The headline from the article in today’s Washington Post:
After mortgage meltdown, Barney Frank gets another chance to remake housing finance
The obvious question is why. Why should the man who helped destroy the housing market help to remake it? Why should anyone try to remake it? To quote Hayek, “The curious task of economics is to demonstrate to men how little they really know about what they imagine they can design.”
Most of the article goes about explaining why Frank needs to learn from Hayek:
The country’s stock of low-income homes had remained flat for more than a decade when Frank and his allies in the House spotted an opportunity in the early 1990s. They concluded that Fannie Mae and Freddie Mac, created by lawmakers to promote housing and based in Congress’s back yard, were not doing enough for the poor – even less, in fact, than some Wall Street banks.
Fannie and Freddie were in the business of buying and guaranteeing mortgage loans from private lenders, which in turn could take the money and make even more loans to prospective homebuyers or developers looking to build apartment buildings.
Democrats, led by one of Frank’s closest allies, Rep. Henry B. Gonzalez (D-Tex.), wanted to require the two companies to spend a specific percentage of their funds on affordable housing. Under the proposed legislation, the companies were to buy home loans made to lower- and middle-class people and loans going to fund development of affordable rental housing.

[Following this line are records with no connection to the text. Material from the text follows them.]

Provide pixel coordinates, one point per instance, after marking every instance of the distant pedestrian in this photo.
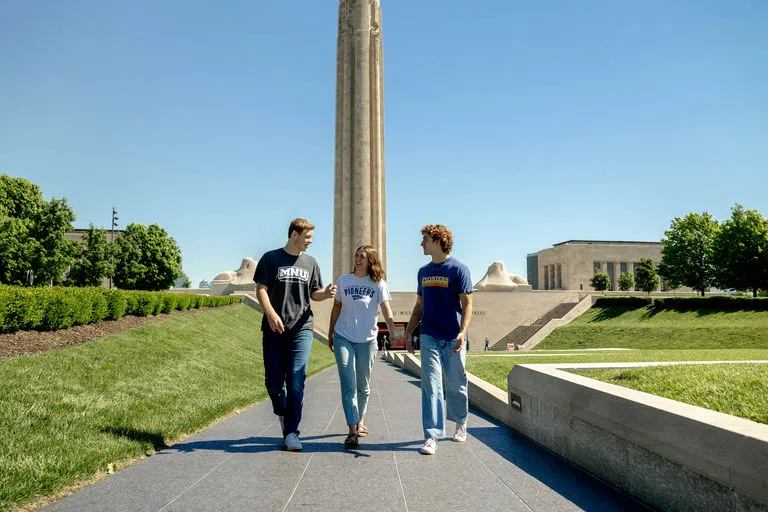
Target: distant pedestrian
(352, 335)
(444, 307)
(286, 279)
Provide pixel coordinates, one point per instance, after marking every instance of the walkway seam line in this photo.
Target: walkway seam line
(197, 482)
(297, 483)
(499, 479)
(389, 435)
(214, 469)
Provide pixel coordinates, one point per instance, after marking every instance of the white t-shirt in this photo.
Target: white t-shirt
(360, 298)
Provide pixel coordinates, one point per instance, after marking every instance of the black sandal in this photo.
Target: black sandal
(350, 443)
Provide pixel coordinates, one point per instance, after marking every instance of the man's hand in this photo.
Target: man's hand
(408, 342)
(328, 293)
(459, 342)
(275, 323)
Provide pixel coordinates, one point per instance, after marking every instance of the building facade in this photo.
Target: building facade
(570, 265)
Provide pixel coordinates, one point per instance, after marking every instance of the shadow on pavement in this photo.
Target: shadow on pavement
(577, 486)
(274, 444)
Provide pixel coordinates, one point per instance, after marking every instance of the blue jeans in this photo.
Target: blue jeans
(436, 358)
(354, 361)
(285, 370)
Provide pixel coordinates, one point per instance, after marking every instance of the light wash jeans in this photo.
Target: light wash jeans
(354, 361)
(436, 358)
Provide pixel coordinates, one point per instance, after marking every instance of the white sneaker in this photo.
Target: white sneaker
(461, 433)
(430, 447)
(292, 443)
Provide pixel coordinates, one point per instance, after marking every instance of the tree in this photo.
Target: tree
(626, 281)
(94, 262)
(645, 275)
(32, 233)
(687, 257)
(146, 258)
(741, 251)
(600, 282)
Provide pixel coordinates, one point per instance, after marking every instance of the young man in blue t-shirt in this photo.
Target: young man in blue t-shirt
(444, 307)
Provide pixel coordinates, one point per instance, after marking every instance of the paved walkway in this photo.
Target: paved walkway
(238, 465)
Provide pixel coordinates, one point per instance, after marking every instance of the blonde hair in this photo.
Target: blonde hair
(375, 272)
(300, 226)
(440, 233)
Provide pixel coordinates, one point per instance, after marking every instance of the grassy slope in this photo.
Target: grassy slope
(739, 390)
(67, 414)
(637, 328)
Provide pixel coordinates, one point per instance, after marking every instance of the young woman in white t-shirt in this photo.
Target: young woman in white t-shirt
(352, 335)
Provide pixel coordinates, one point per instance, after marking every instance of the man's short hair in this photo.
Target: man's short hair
(300, 226)
(440, 233)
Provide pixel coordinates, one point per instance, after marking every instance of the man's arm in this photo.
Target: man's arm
(412, 323)
(275, 323)
(386, 312)
(334, 316)
(466, 317)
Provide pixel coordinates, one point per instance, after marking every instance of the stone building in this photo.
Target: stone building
(570, 265)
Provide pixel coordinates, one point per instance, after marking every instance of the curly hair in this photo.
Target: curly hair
(440, 233)
(375, 271)
(299, 225)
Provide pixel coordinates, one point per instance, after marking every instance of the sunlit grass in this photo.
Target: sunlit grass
(67, 414)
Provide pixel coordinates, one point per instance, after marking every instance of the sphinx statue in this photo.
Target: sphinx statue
(496, 279)
(235, 280)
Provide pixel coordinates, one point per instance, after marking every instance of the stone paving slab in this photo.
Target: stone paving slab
(238, 465)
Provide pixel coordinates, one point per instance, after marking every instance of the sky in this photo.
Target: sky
(517, 124)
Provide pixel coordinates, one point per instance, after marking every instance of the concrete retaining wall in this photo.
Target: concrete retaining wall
(671, 455)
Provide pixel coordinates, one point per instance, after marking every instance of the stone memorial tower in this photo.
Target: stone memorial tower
(359, 210)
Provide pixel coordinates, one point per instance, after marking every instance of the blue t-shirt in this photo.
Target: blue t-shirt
(439, 287)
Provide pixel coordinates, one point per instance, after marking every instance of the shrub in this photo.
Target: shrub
(116, 304)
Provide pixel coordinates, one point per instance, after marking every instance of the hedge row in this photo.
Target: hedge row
(716, 303)
(52, 308)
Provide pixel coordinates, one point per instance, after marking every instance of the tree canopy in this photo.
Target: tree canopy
(94, 261)
(146, 258)
(32, 233)
(687, 257)
(741, 251)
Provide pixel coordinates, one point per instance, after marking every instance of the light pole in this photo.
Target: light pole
(111, 244)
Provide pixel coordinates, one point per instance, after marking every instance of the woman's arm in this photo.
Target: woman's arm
(334, 316)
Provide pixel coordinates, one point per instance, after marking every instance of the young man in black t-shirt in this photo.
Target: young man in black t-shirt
(286, 279)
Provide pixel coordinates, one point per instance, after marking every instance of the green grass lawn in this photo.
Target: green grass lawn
(495, 369)
(68, 414)
(737, 389)
(617, 327)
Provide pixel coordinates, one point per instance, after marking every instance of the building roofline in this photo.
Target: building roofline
(621, 242)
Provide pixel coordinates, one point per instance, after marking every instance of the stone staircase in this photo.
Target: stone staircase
(522, 333)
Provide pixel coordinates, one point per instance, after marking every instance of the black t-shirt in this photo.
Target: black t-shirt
(289, 280)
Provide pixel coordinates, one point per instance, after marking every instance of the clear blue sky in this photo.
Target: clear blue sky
(517, 124)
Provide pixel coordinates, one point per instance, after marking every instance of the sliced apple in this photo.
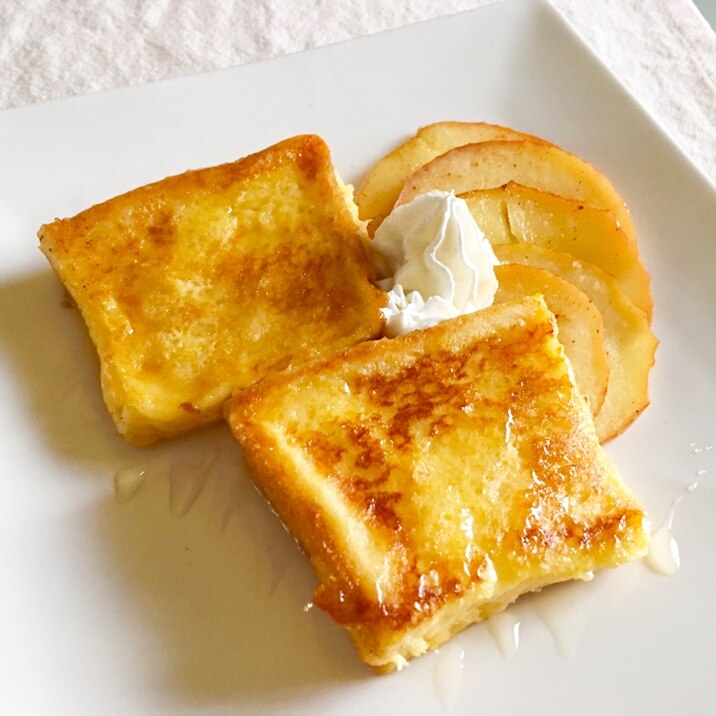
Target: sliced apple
(580, 324)
(628, 340)
(520, 214)
(529, 162)
(380, 188)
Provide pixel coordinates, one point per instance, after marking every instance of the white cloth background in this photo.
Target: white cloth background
(663, 50)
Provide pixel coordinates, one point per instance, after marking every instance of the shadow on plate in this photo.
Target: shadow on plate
(220, 610)
(221, 590)
(53, 362)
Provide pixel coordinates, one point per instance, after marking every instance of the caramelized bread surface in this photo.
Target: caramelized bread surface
(200, 284)
(434, 478)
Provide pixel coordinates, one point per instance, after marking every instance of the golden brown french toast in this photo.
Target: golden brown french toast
(200, 284)
(435, 477)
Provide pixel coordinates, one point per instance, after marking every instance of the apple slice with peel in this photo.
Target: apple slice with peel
(381, 186)
(524, 215)
(580, 324)
(628, 340)
(530, 162)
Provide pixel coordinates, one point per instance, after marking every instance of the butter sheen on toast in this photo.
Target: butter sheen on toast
(198, 285)
(435, 477)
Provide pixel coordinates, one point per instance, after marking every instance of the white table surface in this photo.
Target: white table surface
(663, 50)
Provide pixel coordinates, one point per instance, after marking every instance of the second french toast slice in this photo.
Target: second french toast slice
(198, 285)
(435, 477)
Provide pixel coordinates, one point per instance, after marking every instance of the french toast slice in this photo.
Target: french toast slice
(198, 285)
(435, 477)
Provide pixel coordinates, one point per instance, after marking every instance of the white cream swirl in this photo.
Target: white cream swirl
(434, 262)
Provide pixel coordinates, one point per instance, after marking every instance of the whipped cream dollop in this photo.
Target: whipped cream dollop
(433, 261)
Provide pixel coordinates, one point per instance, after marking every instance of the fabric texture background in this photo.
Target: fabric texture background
(663, 50)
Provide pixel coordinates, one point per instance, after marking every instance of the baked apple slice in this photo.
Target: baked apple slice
(381, 186)
(628, 340)
(524, 215)
(529, 162)
(580, 324)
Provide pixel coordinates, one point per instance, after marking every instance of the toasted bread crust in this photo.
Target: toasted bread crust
(200, 284)
(435, 477)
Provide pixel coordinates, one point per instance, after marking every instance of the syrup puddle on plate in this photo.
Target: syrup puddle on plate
(448, 672)
(186, 481)
(127, 482)
(505, 630)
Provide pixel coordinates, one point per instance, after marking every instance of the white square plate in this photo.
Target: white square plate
(159, 606)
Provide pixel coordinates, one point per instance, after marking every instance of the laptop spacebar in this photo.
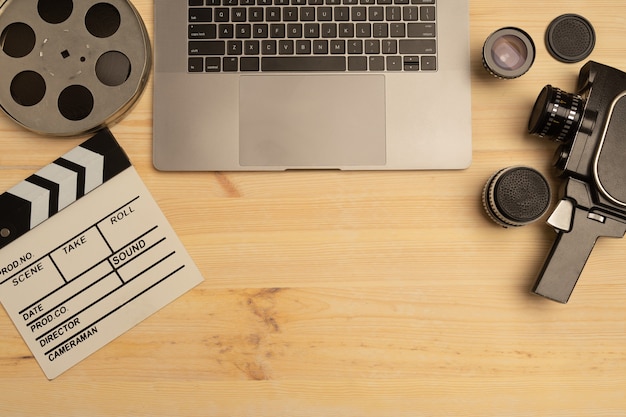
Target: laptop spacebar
(303, 63)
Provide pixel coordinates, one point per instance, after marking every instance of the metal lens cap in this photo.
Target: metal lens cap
(508, 53)
(516, 196)
(570, 38)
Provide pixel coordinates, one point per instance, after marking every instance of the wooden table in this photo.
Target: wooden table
(356, 293)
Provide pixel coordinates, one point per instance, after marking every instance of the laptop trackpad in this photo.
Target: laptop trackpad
(326, 121)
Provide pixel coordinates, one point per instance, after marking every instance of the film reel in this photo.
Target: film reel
(71, 67)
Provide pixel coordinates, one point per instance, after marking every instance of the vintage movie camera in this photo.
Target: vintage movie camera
(591, 129)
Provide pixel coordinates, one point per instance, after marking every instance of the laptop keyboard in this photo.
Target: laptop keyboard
(312, 35)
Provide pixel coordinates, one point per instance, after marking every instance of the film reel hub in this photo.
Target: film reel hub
(71, 67)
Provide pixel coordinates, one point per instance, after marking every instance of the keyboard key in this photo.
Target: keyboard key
(389, 46)
(417, 46)
(285, 47)
(324, 14)
(429, 63)
(410, 13)
(260, 31)
(251, 48)
(376, 14)
(394, 63)
(380, 30)
(355, 47)
(342, 14)
(200, 15)
(243, 31)
(346, 30)
(363, 30)
(207, 47)
(239, 14)
(203, 31)
(294, 30)
(255, 14)
(393, 13)
(195, 64)
(307, 14)
(249, 64)
(222, 15)
(359, 14)
(377, 63)
(312, 30)
(421, 30)
(277, 30)
(372, 46)
(397, 30)
(273, 14)
(235, 47)
(411, 63)
(320, 47)
(337, 47)
(303, 47)
(304, 63)
(213, 64)
(290, 14)
(226, 31)
(329, 30)
(268, 47)
(427, 13)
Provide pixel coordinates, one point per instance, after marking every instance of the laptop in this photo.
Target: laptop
(249, 85)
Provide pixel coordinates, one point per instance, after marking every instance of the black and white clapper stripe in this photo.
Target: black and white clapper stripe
(59, 184)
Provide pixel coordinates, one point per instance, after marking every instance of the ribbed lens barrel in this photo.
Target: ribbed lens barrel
(556, 114)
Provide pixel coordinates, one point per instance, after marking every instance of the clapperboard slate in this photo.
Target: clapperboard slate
(86, 254)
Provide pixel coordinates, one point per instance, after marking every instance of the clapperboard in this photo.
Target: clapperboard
(86, 254)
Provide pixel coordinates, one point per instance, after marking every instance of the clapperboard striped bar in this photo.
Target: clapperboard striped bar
(59, 184)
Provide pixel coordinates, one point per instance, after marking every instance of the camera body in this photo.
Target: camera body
(591, 129)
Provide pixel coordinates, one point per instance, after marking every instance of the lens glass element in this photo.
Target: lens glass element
(508, 53)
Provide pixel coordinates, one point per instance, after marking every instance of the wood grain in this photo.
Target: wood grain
(357, 293)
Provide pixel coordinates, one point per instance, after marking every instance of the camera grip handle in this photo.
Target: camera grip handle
(570, 252)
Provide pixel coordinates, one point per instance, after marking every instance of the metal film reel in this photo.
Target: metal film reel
(69, 67)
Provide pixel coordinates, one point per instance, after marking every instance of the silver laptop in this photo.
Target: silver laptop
(311, 84)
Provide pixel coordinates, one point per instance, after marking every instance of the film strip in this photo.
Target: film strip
(59, 184)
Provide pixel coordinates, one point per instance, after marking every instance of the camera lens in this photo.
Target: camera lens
(556, 114)
(508, 53)
(516, 196)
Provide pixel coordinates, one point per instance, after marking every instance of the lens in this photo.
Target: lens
(556, 114)
(508, 53)
(516, 196)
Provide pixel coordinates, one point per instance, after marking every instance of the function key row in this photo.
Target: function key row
(200, 3)
(311, 14)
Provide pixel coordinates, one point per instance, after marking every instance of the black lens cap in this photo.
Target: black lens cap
(570, 38)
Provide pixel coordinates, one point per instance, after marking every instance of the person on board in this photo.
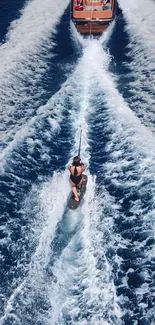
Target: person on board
(76, 170)
(79, 5)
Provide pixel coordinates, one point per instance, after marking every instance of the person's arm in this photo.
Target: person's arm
(83, 167)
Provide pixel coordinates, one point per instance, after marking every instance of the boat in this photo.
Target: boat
(72, 203)
(92, 16)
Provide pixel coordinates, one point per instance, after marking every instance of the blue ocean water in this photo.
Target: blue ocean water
(95, 265)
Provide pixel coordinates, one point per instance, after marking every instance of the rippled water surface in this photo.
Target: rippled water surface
(95, 265)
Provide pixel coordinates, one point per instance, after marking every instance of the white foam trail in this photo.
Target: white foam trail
(139, 17)
(24, 61)
(53, 111)
(78, 261)
(52, 207)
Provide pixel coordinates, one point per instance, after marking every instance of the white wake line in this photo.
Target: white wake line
(50, 205)
(34, 27)
(125, 116)
(139, 15)
(94, 63)
(54, 106)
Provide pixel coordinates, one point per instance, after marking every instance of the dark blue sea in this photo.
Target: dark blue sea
(94, 265)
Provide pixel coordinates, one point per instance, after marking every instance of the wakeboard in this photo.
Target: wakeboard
(72, 203)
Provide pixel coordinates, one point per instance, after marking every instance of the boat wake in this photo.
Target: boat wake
(94, 265)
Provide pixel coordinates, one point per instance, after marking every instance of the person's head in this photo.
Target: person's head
(76, 161)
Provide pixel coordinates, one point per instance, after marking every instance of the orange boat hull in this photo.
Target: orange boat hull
(94, 17)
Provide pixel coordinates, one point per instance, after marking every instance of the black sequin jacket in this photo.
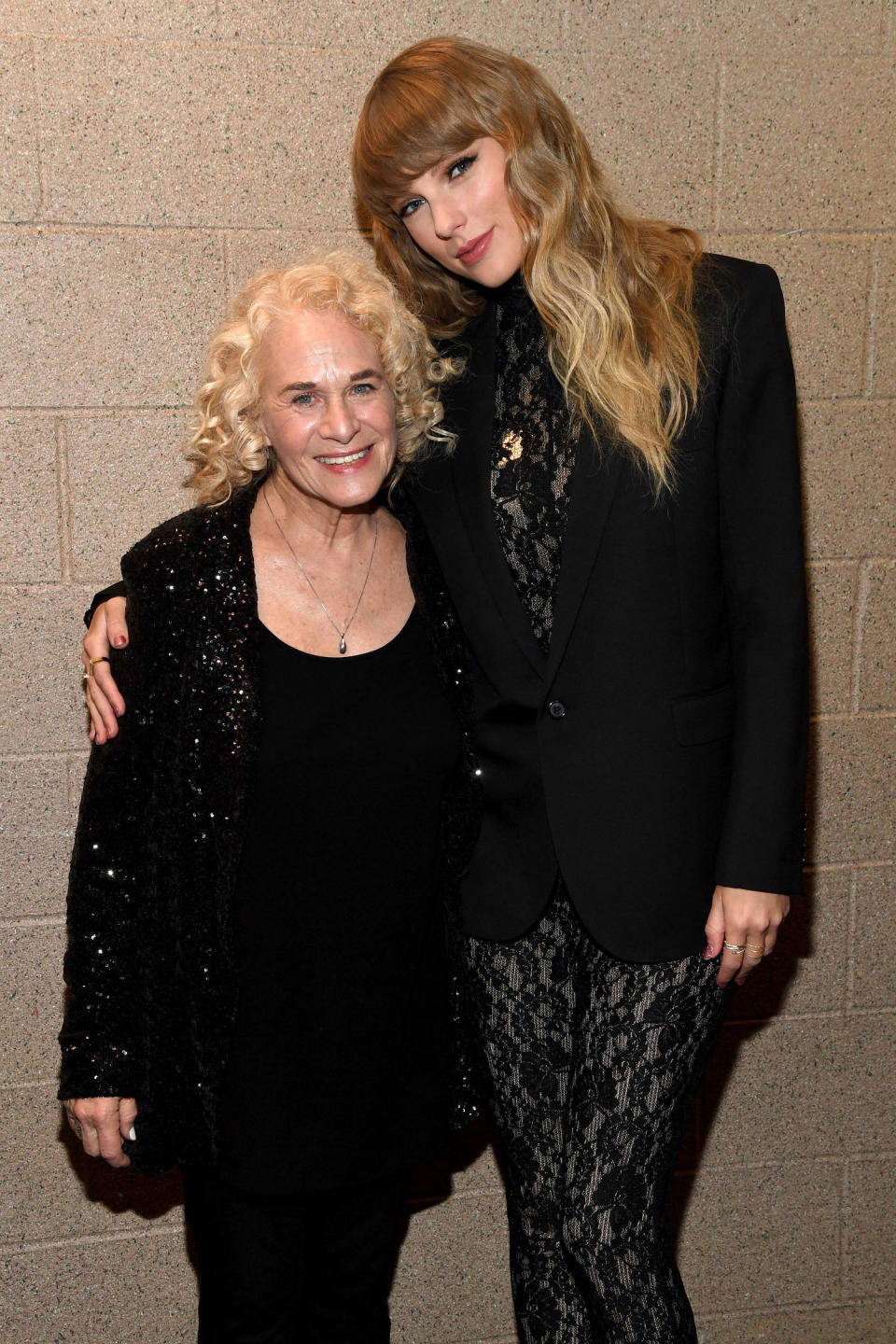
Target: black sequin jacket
(161, 824)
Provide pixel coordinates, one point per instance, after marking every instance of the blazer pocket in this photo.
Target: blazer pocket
(706, 717)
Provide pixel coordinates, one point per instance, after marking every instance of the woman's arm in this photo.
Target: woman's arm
(761, 854)
(101, 1038)
(105, 702)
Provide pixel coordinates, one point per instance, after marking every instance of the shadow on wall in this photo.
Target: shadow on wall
(119, 1190)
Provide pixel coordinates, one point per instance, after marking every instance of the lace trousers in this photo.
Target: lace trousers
(594, 1065)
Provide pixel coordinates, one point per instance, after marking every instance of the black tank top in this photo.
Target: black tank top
(339, 1062)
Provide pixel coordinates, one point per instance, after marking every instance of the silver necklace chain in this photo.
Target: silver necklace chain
(343, 647)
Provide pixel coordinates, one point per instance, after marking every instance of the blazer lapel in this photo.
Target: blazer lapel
(595, 477)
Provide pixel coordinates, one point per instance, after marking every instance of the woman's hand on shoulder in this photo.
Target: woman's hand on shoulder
(743, 926)
(101, 1123)
(104, 698)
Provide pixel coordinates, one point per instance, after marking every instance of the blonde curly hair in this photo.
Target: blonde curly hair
(227, 446)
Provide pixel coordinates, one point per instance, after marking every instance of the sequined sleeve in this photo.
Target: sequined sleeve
(103, 1026)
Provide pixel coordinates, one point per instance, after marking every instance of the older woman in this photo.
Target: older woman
(257, 941)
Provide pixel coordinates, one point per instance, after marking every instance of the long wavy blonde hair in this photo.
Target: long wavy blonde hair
(229, 448)
(615, 293)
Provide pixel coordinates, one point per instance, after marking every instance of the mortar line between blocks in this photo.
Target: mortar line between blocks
(721, 147)
(843, 1228)
(137, 1236)
(63, 498)
(43, 182)
(862, 593)
(850, 940)
(871, 319)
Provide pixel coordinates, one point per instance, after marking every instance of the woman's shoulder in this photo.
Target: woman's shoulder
(733, 296)
(182, 544)
(723, 284)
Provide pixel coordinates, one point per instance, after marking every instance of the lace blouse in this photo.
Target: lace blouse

This represented a rich new vein of money.
By late 2003, the firms had taken on more than $4 trillion in debt, rivaling that of the entire federal government. Yet Frank, who had by then become the top Democrat on the influential House Financial Services Committee, still wasn’t focused on the risks. He had his sights set on what else they could do to promote for affordable housing, particularly low-cost rental housing.
At a hearing called by Republicans, who controlled the committee, Frank made clear that he was reluctant to tighten oversight because it could limit the ability of Fannie and Freddie to help people get a roof over their heads.
The companies, he urged colleagues, “are two of the very important tools that we have” and had to do what “the market in and of itself will not do. “They were “not endangering the fiscal health of this country,” he continued.
But he recognized that it was a gamble.
“I want to roll the dice a little bit more in this situation towards subsidized housing,” Frank said.
Fannie and Freddie proceeded to load up on securities backed by risky mortgages, such as subprime loans and no-document loans. The firms asserted that they were aggressively fulfilling their affordable housing mission, and some risky mortgages were indeed going to borrowers who couldn’t otherwise afford a home.
But many of the loans were going to people who could have afforded traditional mortgages, and the companies were bulking up on the risky loans purely in pursuit of even larger profits.
When the housing market crashed, the unprecedented surge in mortgage defaults blew a hole in the firms’ finances.
My favorite part of the story, though, is this graph and Frank’s explanation, that the Post ran with the graph:
In Barney Frank’s 30 years in Congress, he has advocated for spending on housing for the very poor. But the number of poor needing help obtaining affordable housing has only gone up. He says it would have been worse without him.
Yes. It could have been worse. But I’m drawn to the possibility that Frank actually made the problem worse by driving up the price of housing via all the government programs and subsidies he championed.
Frank is not the only cause of the problem, just one of the least repentant. You can add President Bush and Clinton and other enablers. But no one should believe that Barney Frank or Barney Frank aided by colleagues and their staff in the Congress can remake the mortgage finance market without a lot of unintended (and destructive) consequences.